In 1984, Gordievsky informed the future Soviet leader Mikhail Gorbachev before his first visit to the United Kingdom – and also informed the British how to approach the Reformrist Gorbachev. Gorbachev meeting with the Prime Minister Margaret Thatcher was a huge success.
Ben Macintyre, author of a book on the double agent, “The Spy and the Transor”, told BBC that Gordievsky succeeded “in a secret way to launch the start of the end of the Cold War”.
Most Soviet seniors spy on default
Gordievsky was recalled in Moscow for consultations in 1985 and decided to go despite the fear – correctly – that his role as a double agent had been exposed.
He was drugged and questioned, but not loaded, and Great Britain organized an infiltration operation to spirest it outside the Soviet Union – billed from the border to Finland in the trunk of a car.
He was the most senior Soviet spy to undo during the Cold War.
The documents declassified in 2014 showed that Great Britain considered Gordievsky so precious that Thatcher sought to conclude an agreement with Moscow: if the women and girls of Gordievsky were authorized to join him in London, Great Britain would not express all the agents of the KGB he had exposed.

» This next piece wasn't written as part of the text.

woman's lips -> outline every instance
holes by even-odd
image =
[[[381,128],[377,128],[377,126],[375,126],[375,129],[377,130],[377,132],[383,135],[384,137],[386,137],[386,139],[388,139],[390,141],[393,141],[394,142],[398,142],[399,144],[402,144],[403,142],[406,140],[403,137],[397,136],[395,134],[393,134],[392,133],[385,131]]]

Moscow rejected the offer, and Thatcher ordered the expulsion of 25 Russians, despite the objections of the Minister of Foreign Affairs, Geoffrey Howe, who was sabotaging relations as well as Gorbachev softened the dead end between Russia and the West.
Moscow responded by expelling 25 British, causing a second round in which each team expelled six other officials.
But, despite the fears of Howe, diplomatic relations have never been cut.
The Gordievsky family was maintained under the supervision of KGB 24 hours a day for six years before being authorized to join him in England in 1991.
He lived the rest of his life under British protection in the quiet city of Godalming, 64 kilometers southwest of London.
Death is not treated as suspect
In Russia, Gordievsky was sentenced to death for betrayal.
In Great Britain, Queen Elizabeth II appointed him companion of the Order of Saint-Michael and Saint-Georges in 2007 for “Security services of the United Kingdom”.
It is the same distinction held by the British spy fictive James Bond.
In 2008, Gordievsky said he was poisoned and spent 34 hours in a coma after taking contaminated sleeping pills which were given to him by a Russian partner.
The risks he was confronted with was underlined in 2018 during the former Russian intelligence officer Sergei Skripal And his daughter was poisoned and seriously ecological of a nervous agent made by Soviet in the English city of Salisbury, where he had lived quietly for years.

The Surrey police forces said that police had been called to an address in Godalming on March 4, where “an 86 -year -old was found dead on the property”.
He said that terrorism fighting officers lead the investigation, but “death is not currently treated as a suspect” and “nothing suggests an increased risk for public members”.